Gemini was working just fine until February, when Google launched the program’s “image generation” feature. The historically-inaccurate images referenced above embarrassed Google and forced the company to take the feature offline.
“Our tuning to ensure that Gemini showed a range of people failed to account for cases that should clearly not show a range,” admits Google Senior Vice President Prabhakar Raghavan, adding that the company wanted Gemini to “work well for everyone” and that means producing ethnically diverse results.
“And second, over time, the model became way more cautious than we intended and refused to answer certain prompts entirely – wrongly interpreting some very anodyne prompts as sensitive.” Here, Raghavan is referring to Gemini’s refusal to respond to the prompts “black person” and “white person” and its general resistance to producing images of white people.
If Google can’t get Gemini working correctly for image generation, what’s going to happen when the bot is tasked with heavier topics like politics or finance?
“This is insane to me that if I ask for a picture of an Australian person that you’re going to show me, like, three Asian people and a Black person,” said Deedy Das, a former software engineer at Google.
Other former employees weren’t as surprised.
“When the first Google Gemini photos popped up on my X feed, I thought to myself: Here we go again. And: Of course. Because I know Google well,” said Shaun Maguire, a former partner at Google Ventures. “Google Gemini’s failures revealed how broken Google’s culture is in such a visually obvious way to the world. But what happened was not a one-off incident. It was a symptom of a larger cultural phenomenon that has been taking over the company for years.”

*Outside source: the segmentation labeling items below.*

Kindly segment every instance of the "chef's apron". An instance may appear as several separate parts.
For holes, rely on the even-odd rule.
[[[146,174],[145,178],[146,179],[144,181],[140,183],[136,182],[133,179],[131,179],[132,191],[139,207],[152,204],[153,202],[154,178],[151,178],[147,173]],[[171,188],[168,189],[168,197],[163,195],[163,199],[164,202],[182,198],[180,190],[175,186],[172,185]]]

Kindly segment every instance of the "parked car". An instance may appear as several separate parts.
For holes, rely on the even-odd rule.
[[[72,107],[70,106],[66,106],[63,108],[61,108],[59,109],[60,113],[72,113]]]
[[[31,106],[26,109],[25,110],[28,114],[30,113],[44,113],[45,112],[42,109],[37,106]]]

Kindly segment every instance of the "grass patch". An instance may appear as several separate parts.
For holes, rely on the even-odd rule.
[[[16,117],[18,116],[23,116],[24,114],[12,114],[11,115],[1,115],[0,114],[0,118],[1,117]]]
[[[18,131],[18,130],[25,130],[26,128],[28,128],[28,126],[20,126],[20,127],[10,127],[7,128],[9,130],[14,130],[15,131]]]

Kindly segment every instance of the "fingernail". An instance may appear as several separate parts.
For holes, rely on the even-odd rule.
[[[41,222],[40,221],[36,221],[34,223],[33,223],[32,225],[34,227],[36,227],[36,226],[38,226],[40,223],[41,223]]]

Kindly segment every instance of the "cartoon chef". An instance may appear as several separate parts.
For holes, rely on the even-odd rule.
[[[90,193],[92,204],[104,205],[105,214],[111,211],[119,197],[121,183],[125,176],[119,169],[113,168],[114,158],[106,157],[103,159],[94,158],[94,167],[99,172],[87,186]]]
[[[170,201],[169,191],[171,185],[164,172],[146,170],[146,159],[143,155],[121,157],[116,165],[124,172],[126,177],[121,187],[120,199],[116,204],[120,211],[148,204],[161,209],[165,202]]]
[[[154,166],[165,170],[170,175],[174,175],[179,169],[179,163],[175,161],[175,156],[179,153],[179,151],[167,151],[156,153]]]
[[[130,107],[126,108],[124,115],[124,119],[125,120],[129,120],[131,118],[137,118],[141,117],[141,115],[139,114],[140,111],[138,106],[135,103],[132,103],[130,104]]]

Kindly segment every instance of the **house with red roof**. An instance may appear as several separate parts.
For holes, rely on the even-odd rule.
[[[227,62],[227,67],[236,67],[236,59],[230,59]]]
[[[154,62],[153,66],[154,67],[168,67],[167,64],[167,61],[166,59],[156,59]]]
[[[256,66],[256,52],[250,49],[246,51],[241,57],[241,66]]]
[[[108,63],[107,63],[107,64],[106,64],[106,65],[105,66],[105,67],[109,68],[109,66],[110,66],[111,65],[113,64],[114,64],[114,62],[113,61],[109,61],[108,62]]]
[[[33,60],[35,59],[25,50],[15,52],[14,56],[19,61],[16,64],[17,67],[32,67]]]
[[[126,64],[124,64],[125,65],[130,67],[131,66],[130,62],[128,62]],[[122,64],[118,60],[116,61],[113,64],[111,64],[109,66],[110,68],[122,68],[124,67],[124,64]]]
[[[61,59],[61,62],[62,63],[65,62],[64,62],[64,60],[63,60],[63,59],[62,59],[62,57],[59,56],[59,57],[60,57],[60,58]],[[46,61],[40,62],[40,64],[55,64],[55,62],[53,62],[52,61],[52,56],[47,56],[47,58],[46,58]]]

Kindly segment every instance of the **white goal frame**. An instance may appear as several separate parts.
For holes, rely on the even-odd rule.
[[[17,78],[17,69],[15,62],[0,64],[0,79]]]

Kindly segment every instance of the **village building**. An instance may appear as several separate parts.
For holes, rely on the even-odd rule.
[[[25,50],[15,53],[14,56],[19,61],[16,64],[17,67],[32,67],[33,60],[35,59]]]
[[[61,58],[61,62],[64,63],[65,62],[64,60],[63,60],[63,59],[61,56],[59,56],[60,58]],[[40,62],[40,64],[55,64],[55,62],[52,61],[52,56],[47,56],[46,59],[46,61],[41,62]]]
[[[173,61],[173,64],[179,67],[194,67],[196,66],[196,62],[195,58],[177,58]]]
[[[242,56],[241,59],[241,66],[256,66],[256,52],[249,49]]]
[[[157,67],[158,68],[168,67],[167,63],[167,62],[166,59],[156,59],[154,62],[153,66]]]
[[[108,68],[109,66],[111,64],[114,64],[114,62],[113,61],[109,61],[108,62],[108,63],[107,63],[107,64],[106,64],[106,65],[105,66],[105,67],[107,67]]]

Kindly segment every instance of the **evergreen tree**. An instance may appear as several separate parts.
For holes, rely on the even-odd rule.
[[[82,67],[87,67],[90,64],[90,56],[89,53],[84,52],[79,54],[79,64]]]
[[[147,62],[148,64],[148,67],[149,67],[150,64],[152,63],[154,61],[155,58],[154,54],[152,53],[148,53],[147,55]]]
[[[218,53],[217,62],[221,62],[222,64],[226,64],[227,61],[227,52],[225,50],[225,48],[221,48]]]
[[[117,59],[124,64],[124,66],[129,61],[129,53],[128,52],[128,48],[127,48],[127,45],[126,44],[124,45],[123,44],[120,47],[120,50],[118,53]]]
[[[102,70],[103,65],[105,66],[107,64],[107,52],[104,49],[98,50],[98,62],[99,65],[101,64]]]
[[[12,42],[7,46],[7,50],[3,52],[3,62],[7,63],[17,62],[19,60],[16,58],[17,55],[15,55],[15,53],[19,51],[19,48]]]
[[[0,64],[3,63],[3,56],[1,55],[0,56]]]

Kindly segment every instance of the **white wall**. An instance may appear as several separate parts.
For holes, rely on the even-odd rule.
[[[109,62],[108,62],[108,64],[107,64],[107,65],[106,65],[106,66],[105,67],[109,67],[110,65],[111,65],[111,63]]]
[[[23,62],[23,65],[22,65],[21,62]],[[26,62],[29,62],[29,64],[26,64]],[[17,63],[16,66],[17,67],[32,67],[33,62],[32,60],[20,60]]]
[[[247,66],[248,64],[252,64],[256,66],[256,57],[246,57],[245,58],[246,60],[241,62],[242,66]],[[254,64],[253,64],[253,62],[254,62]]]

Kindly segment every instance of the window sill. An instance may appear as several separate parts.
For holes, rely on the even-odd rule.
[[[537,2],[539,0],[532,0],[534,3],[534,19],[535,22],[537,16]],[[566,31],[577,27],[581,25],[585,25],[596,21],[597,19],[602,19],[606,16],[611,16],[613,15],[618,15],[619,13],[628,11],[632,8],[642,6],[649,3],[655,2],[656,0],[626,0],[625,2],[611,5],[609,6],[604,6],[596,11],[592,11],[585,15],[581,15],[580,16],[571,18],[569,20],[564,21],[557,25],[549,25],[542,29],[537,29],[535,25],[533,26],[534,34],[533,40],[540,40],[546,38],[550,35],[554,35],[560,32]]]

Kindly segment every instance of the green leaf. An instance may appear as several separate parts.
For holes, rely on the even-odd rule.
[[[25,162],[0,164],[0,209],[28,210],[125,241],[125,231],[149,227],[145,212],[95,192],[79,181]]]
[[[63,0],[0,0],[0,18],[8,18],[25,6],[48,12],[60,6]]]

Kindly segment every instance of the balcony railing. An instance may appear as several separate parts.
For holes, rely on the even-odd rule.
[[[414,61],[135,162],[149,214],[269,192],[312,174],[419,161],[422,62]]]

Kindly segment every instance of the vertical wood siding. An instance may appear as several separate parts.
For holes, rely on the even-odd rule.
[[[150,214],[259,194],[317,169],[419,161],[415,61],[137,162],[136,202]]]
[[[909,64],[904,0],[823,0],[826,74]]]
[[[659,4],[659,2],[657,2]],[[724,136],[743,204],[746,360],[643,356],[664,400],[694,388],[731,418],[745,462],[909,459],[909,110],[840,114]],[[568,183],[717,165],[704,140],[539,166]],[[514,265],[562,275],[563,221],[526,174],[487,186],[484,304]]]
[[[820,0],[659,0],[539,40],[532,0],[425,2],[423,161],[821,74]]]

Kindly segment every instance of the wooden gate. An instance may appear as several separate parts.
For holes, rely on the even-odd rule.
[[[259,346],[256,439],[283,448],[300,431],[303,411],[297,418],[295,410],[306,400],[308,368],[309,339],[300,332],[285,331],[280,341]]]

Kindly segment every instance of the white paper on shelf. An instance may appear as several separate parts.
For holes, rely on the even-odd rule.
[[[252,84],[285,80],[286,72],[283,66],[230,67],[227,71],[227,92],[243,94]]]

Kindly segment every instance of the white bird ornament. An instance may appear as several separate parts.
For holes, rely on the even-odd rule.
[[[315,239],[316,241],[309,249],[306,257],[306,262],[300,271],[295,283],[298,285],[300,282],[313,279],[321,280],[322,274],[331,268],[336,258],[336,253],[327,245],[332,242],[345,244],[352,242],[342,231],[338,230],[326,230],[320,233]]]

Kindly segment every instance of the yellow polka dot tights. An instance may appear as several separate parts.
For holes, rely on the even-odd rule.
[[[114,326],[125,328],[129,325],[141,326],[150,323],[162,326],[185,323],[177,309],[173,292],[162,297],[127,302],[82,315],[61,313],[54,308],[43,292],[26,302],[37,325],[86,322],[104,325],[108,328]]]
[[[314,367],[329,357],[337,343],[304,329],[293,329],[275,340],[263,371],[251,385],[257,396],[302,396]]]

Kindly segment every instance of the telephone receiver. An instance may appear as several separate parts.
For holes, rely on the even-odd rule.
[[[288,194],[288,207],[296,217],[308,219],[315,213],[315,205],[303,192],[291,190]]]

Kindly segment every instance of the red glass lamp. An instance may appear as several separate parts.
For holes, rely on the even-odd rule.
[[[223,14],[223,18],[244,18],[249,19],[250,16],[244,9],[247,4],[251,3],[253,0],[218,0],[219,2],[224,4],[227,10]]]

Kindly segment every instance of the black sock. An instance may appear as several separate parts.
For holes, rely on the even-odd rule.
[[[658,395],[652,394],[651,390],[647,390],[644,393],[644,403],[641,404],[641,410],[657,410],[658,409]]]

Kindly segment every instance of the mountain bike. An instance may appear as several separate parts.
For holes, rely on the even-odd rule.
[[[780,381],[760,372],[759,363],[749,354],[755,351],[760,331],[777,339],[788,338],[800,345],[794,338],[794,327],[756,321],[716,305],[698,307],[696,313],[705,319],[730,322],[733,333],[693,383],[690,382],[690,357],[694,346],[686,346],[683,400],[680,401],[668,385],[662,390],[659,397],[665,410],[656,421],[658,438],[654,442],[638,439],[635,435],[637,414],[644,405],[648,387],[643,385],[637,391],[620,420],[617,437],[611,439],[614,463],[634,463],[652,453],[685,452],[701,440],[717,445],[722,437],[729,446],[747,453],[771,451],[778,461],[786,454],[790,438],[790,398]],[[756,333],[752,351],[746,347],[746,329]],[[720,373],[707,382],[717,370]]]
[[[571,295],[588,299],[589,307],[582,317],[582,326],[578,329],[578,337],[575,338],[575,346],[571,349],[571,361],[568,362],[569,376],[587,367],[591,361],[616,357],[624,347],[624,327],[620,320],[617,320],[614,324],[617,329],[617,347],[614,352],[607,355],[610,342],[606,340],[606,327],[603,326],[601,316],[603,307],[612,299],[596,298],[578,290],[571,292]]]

Maguire’s opinion was backed by other former employees, who expressed concerns that the company’s obsessive focus on diversity, equity, and inclusion (DEI) was having a negative impact on business strategy and hiring practices.
Author’s Note: Artificial intelligence is widely viewed as the next step in human innovation and is likely going to be incorporated into every facet of society. I think we need to remember Elon Musk’s warning and stop before things get out of control. Musk, who claims AI could one day be more threatening than nuclear weapons, joined a group of experts earlier this year in warning against AI development beyond OpenAI’s GPT-4. With Gemini, that’s exactly what Google is trying to do.